11 states still seeking to pass budgets
Cub Scouts being kicked out of a campground in New Jersey may be the most visible sign of budget problems in American states, but New Jersey is far from alone in struggling to work out a spending plan.
As the budget year started most places Saturday, 11 states did not have budgets in place, according to the National Association of State Budget Officers.
Not all the budget fights are as dramatic as Republican Gov. Chris Christie’s shutdown in New Jersey, or the granddaddy of spending disputes — the now more than two years Illinois has operated without a spending plan.

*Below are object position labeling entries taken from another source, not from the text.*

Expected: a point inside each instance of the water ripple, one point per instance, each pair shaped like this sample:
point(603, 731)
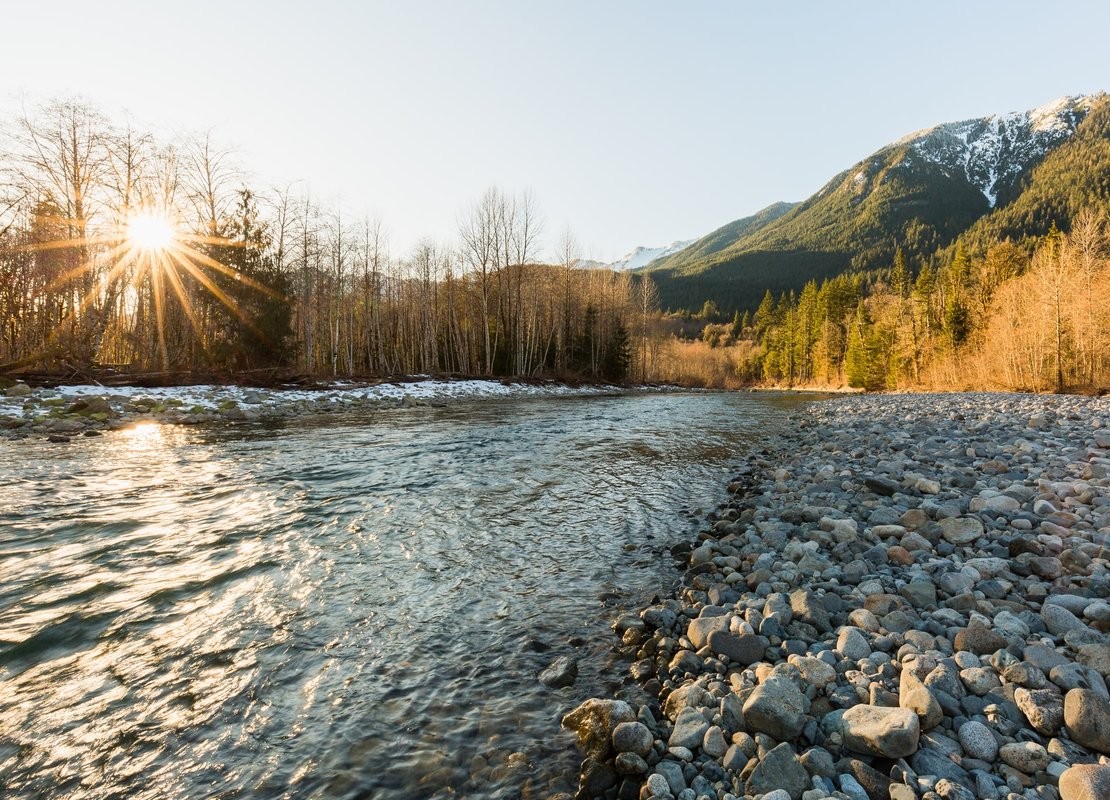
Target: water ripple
point(336, 608)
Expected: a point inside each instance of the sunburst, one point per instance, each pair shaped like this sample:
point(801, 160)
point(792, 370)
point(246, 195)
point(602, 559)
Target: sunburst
point(149, 242)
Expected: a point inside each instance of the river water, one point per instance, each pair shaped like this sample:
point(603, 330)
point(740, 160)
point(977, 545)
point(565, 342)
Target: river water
point(340, 607)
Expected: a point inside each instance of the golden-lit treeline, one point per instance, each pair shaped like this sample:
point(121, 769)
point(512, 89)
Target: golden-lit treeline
point(1049, 326)
point(1017, 317)
point(274, 279)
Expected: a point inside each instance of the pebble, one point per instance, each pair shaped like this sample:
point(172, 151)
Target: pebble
point(978, 741)
point(1086, 782)
point(906, 599)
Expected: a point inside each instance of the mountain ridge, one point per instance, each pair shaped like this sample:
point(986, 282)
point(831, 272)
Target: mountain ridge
point(919, 193)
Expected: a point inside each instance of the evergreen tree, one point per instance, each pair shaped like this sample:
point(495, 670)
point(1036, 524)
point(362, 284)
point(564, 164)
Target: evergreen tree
point(617, 357)
point(765, 315)
point(900, 279)
point(256, 313)
point(866, 365)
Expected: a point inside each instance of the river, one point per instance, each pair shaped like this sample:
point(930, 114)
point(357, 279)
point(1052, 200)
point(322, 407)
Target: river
point(340, 607)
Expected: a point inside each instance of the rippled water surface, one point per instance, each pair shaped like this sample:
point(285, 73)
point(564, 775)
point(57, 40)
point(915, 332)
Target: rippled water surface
point(349, 607)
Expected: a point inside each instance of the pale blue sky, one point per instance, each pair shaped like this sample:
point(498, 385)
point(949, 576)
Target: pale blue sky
point(633, 122)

Many of the disputes are driven by ideological divides made worse by poor budget forecasting. Half of states received less in taxes than expected last fiscal year, the worst job of estimating since the tail end of the Great Recession, according to the budget officers association.
In some states such as Wisconsin, the disagreement is whether to borrow money or raise taxes.

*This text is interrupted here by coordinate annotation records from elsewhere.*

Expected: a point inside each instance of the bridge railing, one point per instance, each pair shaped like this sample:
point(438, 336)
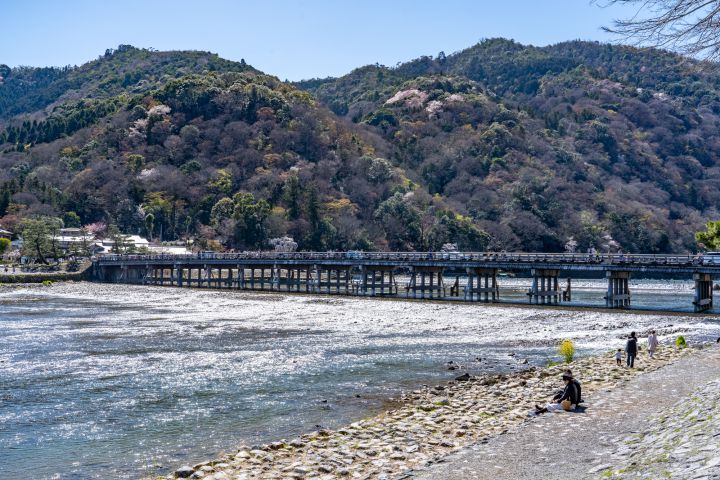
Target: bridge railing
point(452, 257)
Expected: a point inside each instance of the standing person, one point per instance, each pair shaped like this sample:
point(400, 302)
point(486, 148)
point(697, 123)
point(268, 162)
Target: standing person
point(652, 343)
point(631, 349)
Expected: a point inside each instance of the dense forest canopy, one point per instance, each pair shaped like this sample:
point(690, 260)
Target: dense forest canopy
point(499, 146)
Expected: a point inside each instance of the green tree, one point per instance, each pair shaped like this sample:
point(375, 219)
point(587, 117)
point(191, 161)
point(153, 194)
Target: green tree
point(71, 220)
point(250, 216)
point(710, 238)
point(401, 222)
point(120, 241)
point(4, 245)
point(37, 237)
point(150, 225)
point(222, 182)
point(222, 210)
point(291, 194)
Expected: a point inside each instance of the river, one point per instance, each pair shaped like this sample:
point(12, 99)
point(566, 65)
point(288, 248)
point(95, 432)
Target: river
point(117, 381)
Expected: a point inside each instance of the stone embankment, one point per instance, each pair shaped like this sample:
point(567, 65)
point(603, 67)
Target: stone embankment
point(428, 425)
point(682, 442)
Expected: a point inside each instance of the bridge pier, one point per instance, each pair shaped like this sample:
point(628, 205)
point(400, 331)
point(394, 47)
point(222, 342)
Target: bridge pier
point(374, 279)
point(431, 281)
point(618, 295)
point(703, 292)
point(488, 292)
point(544, 288)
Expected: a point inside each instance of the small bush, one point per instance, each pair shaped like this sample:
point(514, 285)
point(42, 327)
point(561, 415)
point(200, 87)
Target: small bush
point(567, 350)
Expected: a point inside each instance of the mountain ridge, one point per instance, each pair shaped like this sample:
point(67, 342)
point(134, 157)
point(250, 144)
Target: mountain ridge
point(500, 146)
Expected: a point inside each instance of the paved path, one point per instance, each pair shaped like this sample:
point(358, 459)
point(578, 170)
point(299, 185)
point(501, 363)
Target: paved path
point(580, 445)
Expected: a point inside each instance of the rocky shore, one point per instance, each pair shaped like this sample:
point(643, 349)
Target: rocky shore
point(682, 442)
point(427, 425)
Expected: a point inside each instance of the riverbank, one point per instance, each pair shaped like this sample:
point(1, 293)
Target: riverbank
point(40, 277)
point(662, 424)
point(427, 425)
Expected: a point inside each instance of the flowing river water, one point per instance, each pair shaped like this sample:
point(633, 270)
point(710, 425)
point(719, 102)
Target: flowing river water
point(116, 381)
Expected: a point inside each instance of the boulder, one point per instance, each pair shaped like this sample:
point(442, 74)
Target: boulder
point(184, 472)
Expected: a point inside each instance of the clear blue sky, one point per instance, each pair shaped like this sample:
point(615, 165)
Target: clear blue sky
point(291, 39)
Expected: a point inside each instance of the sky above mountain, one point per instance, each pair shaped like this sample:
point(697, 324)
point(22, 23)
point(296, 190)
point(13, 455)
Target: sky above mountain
point(293, 39)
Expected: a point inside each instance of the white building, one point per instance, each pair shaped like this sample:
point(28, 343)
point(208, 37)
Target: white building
point(67, 237)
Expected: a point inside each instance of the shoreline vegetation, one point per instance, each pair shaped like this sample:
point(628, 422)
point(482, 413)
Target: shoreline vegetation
point(425, 426)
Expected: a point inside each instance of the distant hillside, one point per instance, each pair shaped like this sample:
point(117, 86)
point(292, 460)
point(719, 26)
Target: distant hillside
point(124, 70)
point(500, 146)
point(180, 145)
point(537, 145)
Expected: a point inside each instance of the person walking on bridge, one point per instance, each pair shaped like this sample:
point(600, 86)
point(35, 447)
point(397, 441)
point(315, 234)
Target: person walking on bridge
point(631, 349)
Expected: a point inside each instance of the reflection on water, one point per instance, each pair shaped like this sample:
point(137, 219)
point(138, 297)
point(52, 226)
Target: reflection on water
point(102, 380)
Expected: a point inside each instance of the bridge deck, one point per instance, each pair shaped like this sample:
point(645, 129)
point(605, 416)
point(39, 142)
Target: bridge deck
point(331, 272)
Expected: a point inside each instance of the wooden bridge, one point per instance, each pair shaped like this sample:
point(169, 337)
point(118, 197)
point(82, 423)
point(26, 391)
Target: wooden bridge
point(426, 274)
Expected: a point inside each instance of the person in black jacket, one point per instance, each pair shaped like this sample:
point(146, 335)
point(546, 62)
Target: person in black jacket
point(577, 385)
point(570, 392)
point(631, 349)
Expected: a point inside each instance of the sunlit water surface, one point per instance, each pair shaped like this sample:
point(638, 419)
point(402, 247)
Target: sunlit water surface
point(113, 381)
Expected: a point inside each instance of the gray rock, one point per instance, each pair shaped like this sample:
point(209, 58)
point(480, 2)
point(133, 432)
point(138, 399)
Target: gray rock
point(184, 472)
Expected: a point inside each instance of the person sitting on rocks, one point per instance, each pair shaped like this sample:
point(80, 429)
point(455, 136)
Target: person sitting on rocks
point(567, 401)
point(559, 394)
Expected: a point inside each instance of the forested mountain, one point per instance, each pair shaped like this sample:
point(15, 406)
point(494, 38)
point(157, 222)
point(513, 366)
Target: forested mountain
point(597, 142)
point(499, 146)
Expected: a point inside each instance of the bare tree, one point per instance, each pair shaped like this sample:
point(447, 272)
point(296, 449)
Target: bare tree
point(690, 27)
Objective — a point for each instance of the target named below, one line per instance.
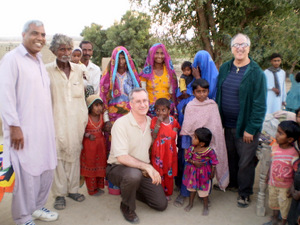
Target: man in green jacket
(241, 98)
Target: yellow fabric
(182, 85)
(70, 112)
(159, 87)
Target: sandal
(77, 197)
(60, 203)
(179, 201)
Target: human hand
(16, 137)
(153, 174)
(247, 138)
(213, 172)
(196, 72)
(92, 137)
(276, 90)
(107, 126)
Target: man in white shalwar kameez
(70, 118)
(28, 125)
(276, 84)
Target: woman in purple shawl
(159, 78)
(119, 78)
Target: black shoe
(128, 214)
(243, 202)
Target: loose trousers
(30, 192)
(242, 161)
(134, 186)
(66, 178)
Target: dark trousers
(134, 186)
(242, 161)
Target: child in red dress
(93, 155)
(164, 151)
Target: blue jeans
(242, 161)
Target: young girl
(293, 96)
(164, 152)
(200, 168)
(284, 161)
(93, 155)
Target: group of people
(136, 131)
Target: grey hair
(138, 89)
(38, 23)
(235, 36)
(60, 39)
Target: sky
(68, 17)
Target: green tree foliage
(272, 25)
(132, 32)
(97, 36)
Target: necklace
(98, 124)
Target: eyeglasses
(242, 45)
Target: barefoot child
(164, 152)
(93, 155)
(285, 159)
(200, 168)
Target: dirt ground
(105, 210)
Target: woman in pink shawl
(119, 78)
(205, 113)
(159, 78)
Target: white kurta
(94, 76)
(26, 102)
(69, 110)
(274, 102)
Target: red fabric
(164, 153)
(93, 154)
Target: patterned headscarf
(109, 88)
(208, 69)
(148, 67)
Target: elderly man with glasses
(241, 98)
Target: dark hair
(297, 77)
(186, 64)
(96, 101)
(85, 42)
(204, 135)
(290, 128)
(275, 55)
(297, 111)
(200, 82)
(162, 102)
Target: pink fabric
(284, 163)
(149, 64)
(206, 114)
(107, 84)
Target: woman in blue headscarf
(208, 71)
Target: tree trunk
(203, 27)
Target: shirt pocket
(77, 89)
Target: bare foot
(179, 201)
(205, 212)
(188, 208)
(100, 192)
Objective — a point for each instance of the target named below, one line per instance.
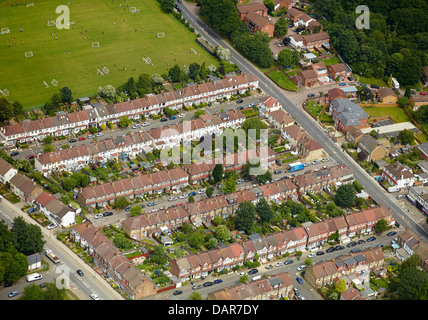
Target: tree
(270, 5)
(123, 243)
(26, 238)
(264, 211)
(66, 95)
(406, 136)
(281, 27)
(209, 192)
(229, 185)
(17, 108)
(48, 148)
(136, 210)
(245, 216)
(121, 203)
(345, 196)
(265, 177)
(107, 92)
(222, 233)
(381, 226)
(340, 286)
(218, 172)
(196, 239)
(168, 5)
(157, 79)
(124, 122)
(175, 73)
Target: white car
(94, 296)
(52, 226)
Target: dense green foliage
(396, 42)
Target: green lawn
(124, 39)
(282, 80)
(397, 114)
(331, 61)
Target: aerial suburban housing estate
(214, 150)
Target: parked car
(95, 296)
(32, 210)
(301, 267)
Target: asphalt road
(83, 287)
(309, 125)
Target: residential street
(308, 124)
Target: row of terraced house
(309, 235)
(69, 123)
(135, 143)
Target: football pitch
(105, 44)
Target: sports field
(67, 55)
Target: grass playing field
(67, 56)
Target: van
(34, 277)
(256, 278)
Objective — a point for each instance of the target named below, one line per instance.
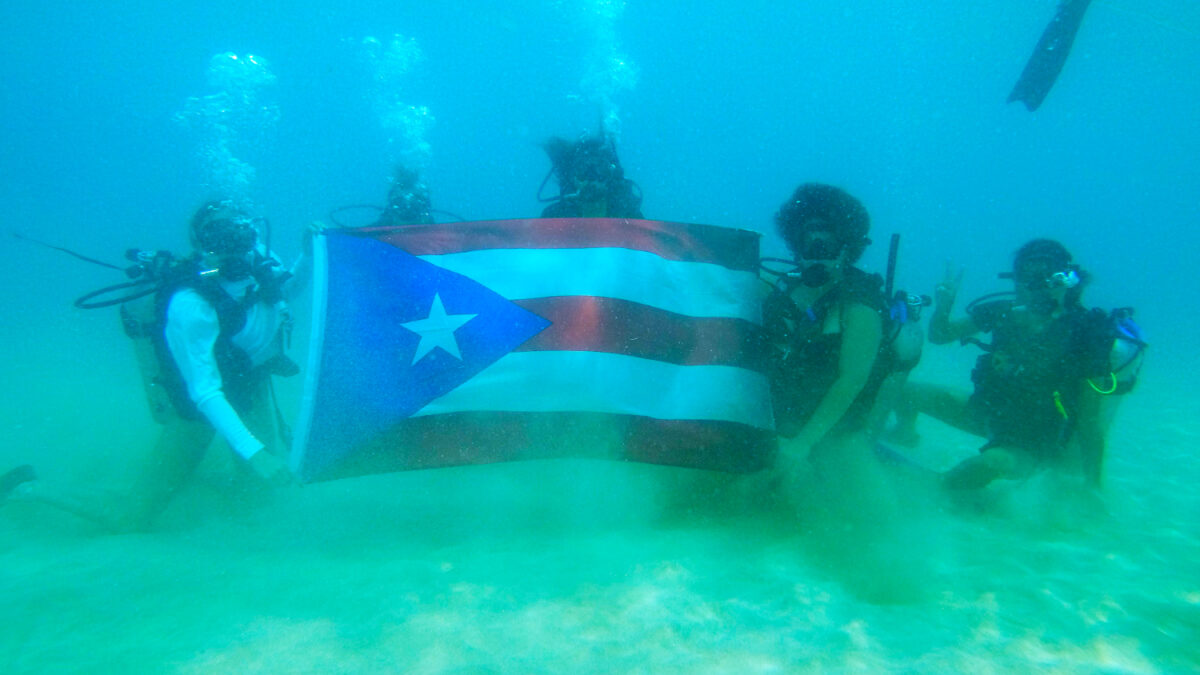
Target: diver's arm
(941, 328)
(861, 335)
(1091, 434)
(192, 329)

The states without a budget on July 1 are Connecticut, Delaware, Illinois, Maine, Massachusetts, New Jersey, Oregon, Rhode Island and Wisconsin, while in Pennsylvania and Michigan the budget has passed the Legislature and is on the governor’s desk.
A look at the problems blocking spending plans in some of states and the potential consequences:
NEW JERSEY
Republican Gov. Christie ordered the shutdown of nonessential state services such state parks and the motor vehicles commission late Friday as he put pressure on Democratic lawmakers to overhaul New Jersey’s biggest health insurer.

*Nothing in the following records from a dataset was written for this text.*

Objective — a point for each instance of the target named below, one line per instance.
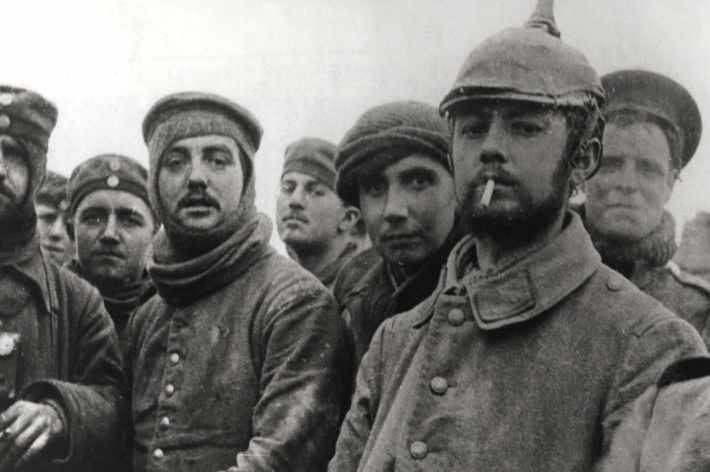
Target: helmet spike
(544, 18)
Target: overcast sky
(311, 67)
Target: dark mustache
(197, 199)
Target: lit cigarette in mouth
(488, 192)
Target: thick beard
(515, 228)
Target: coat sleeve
(91, 398)
(633, 397)
(304, 376)
(356, 428)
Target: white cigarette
(488, 192)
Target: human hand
(26, 429)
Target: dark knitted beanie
(53, 191)
(385, 134)
(312, 156)
(192, 114)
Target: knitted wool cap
(529, 64)
(312, 156)
(29, 118)
(191, 114)
(661, 97)
(53, 191)
(107, 172)
(385, 134)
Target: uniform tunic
(527, 368)
(68, 354)
(251, 373)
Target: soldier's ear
(350, 217)
(586, 160)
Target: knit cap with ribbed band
(383, 135)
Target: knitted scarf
(653, 250)
(180, 281)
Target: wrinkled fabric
(369, 292)
(121, 301)
(647, 263)
(251, 373)
(69, 355)
(529, 368)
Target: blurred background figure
(653, 129)
(317, 227)
(51, 205)
(693, 257)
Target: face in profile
(626, 198)
(408, 207)
(113, 230)
(200, 181)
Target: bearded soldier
(530, 352)
(60, 369)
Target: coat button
(439, 385)
(418, 450)
(456, 317)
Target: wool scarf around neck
(180, 281)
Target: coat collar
(522, 289)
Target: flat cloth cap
(53, 191)
(659, 96)
(107, 172)
(312, 156)
(26, 115)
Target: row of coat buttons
(438, 385)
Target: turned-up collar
(524, 288)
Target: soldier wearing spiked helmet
(530, 351)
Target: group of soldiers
(448, 302)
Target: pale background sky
(311, 67)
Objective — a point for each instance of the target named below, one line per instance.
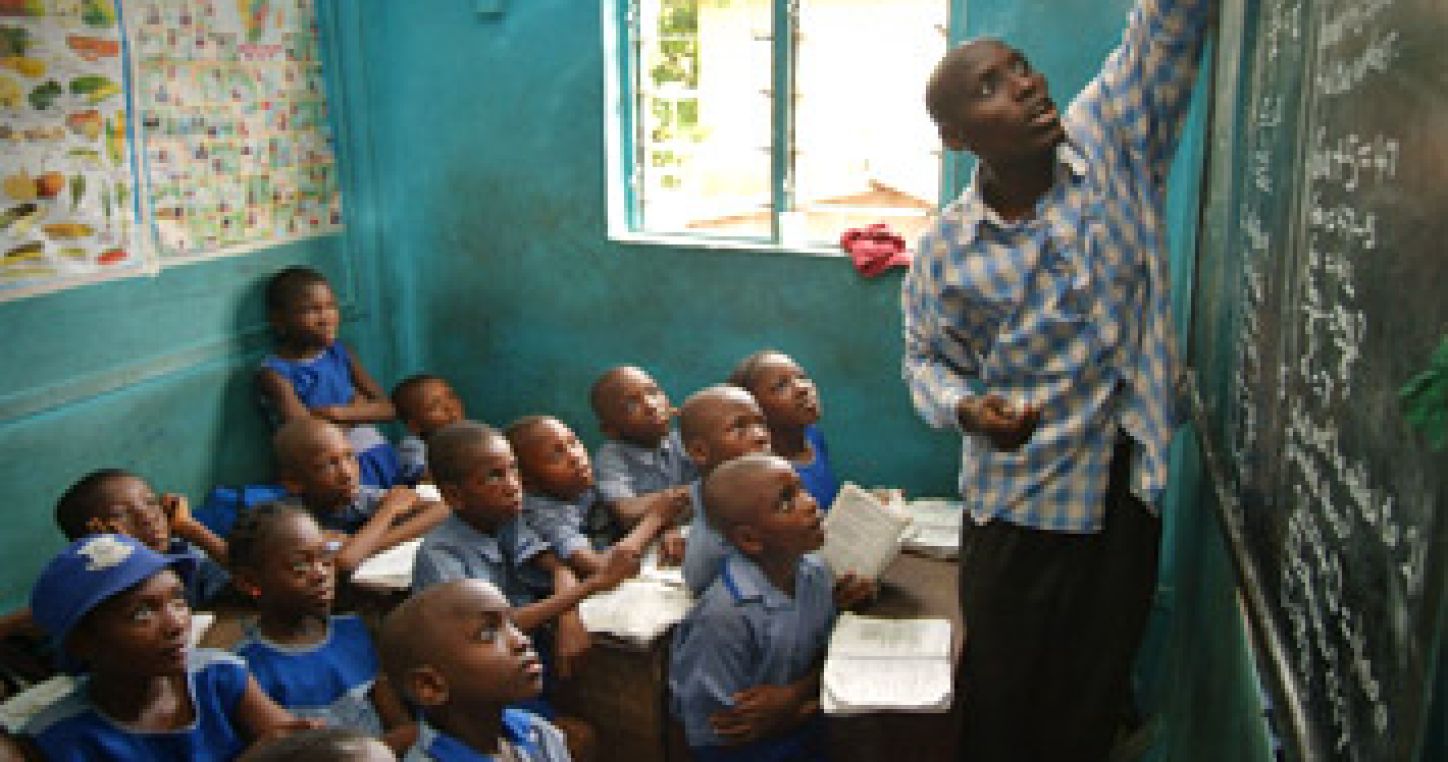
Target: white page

There were the obvious signs of a modern budget impasse like the roughly 25 Cub Scouts from Pack 124 in Tinton Falls being forced to leave Cheesequake State Park. Christie’s administration placed the photo of Democratic Assembly Speaker Vincent Prieto, on whom it’s blaming the shutdown, on signs announcing the parks are closed.
ILLINOIS
Saturday marked the start of a third year without a budget for Illinois. And that lack of a spending plan has it in the most dire straits of any state in the United States.
The problems started when Republican Gov. Bruce Rauner took over in 2015, the same year a temporary four-year tax increase ended. In his first budget year, Democrats ignored Rauner’s demands, and the state kept the same spending plan as it had when it was collecting the extra $7 billion a year in taxes.
Illinois is now running on an estimated $6 billion deficit. Comptroller Susana Mendoza is warning that without some kind of spending plan, state workers may stop getting paychecks, pension payments may be halted, money-generating lottery ticket sales could stop and the state’s credit rating could fall to “junk” this summer.
MAINE
In Maine, lawmakers worked over the weekend, but it appeared residents will start dealing today with the state’s first government shutdown since 1991.
Democrats and Republicans in the Legislature worked together on the two-year, $7.1 billion budget, but Republican Gov. Paul LePage said he couldn’t accept it because it did not include his income tax cuts.
WISCONSIN
The budget deal in Wisconsin fell apart over an issue dogging many states these days — how to pay to fix and improve crumbling roads.
Dwindling collections from the state’s gas tax and vehicle registration fees have left a $1 billion hole in the two-year, $76 billion spending plan Wisconsin was supposed to have in place Friday.
Republican Gov. Scott Walker wants to borrow $500 million and delay some projects to save money.